While Johanna collects water and my arrows, Beetee fiddles with his wire, and Finnick takes to the water. I need to clean up, too, but I stay in Peeta's arms, still too shaken to move.

“Who did they use against Finnick?” he asks.

“Somebody named Annie,” I say.

“Must be Annie Cresta,” he says.

“Who?” I ask.

“Annie Cresta. She was the girl Mags volunteered for. She won about five years ago,” says Peeta.

That would have been the summer after my father died, when I first began feeding my family, when my whole being was occupied with battling starvation. “I don't remember those Games much,” I say. “Was that the earthquake year?”

“Yeah. Annie's the one who went mad when her district partner got beheaded. Ran off by herself and hid. But an earthquake broke a dam and most of the arena got flooded. She won because she was the best swimmer,” says Peeta.

“Did she get better after?” I ask. “I mean, her mind?”

“I don't know. I don't remember ever seeing her at the Games again. But she didn't look too stable during the reaping this year,” says Peeta.

So that's who Finnick loves, I think. Not his string of fancy lovers in the Capitol. But a poor, mad girl back home.

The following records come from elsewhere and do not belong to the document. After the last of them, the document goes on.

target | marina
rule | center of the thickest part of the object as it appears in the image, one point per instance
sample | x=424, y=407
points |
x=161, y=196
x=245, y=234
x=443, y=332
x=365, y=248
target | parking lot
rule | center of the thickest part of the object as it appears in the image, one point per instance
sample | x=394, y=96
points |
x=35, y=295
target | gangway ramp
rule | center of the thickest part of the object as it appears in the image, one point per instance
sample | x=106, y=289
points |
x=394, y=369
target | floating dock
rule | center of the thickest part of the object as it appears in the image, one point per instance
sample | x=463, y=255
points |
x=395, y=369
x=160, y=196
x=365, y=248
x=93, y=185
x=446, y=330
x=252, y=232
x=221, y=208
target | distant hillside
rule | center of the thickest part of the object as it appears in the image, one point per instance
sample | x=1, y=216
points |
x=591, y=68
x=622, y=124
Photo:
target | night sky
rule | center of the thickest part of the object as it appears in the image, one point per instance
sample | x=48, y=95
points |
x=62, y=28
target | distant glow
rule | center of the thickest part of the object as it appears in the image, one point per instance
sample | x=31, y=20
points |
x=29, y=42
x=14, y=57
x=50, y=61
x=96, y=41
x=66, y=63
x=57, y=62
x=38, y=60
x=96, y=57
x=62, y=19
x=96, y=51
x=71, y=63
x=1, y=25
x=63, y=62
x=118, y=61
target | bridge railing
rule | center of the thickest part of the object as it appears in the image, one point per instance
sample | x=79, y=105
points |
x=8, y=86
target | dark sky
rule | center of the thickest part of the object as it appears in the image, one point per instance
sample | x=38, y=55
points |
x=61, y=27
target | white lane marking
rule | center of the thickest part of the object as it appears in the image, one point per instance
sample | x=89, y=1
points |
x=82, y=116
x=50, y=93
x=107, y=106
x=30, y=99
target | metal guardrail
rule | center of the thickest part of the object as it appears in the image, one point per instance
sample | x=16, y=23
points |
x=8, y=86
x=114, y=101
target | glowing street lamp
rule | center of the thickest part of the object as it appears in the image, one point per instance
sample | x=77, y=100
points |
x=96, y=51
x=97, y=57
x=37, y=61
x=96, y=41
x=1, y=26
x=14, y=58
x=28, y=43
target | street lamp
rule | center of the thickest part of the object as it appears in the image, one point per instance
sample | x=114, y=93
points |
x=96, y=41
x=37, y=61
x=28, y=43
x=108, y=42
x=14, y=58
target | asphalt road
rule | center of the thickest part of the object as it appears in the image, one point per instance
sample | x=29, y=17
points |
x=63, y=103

A cannon blast brings us all together on the beach. A hovercraft appears in what we estimate to be the six-to-seven-o'clock zone. We watch as the claw dips down five different times to retrieve the pieces of one body, torn apart. It's impossible to tell who it was. Whatever happens at six o'clock, I never want to know.

Peeta draws a new map on a leaf, adding a JJ for jabberjays in the four-to-five-o'clock section and simply writing beast in the one where we saw the tribute collected in pieces. We now have a good idea of what seven of the hours will bring. And if there's any positive to the jabberjay attack, it's that it let us know where we are on the clock face again.

Finnick weaves yet another water basket and a net for fishing. I take a quick swim and put more ointment on my skin. Then I sit at the edge of the water, cleaning the fish Finnick catches and watching the sun drop below the horizon. The bright moon is already on the rise, filling the arena with that strange twilight. We're about to settle down to our meal of raw fish when the anthem begins. And then the faces…

Cashmere. Gloss. Wiress. Mags. The woman from District 5. The morphling who gave her life for Peeta. Blight. The man from 10.

Eight dead. Plus eight from the first night. Two-thirds of us gone in a day and a half. That must be some kind of record.

“They're really burning through us,” says Johanna. “Who's left? Besides us five and District Two?” asks Finnick.

“Chaff,” says Peeta, without needing to think about it. Perhaps he's been keeping an eye out for him because of Haymitch.

A parachute comes down with a pile of bite-sized square-shaped rolls. “These are from your district, right, Beetee?” Peeta asks.

“Yes, from District Three,” he says. “How many are there?”

Finnick counts them, turning each one over in his hands before he sets it in a neat configuration. I don't know what it is with Finnick and bread, but he seems obsessed with handling it. “Twenty-four,” he says.

“An even two dozen, then?” says Beetee.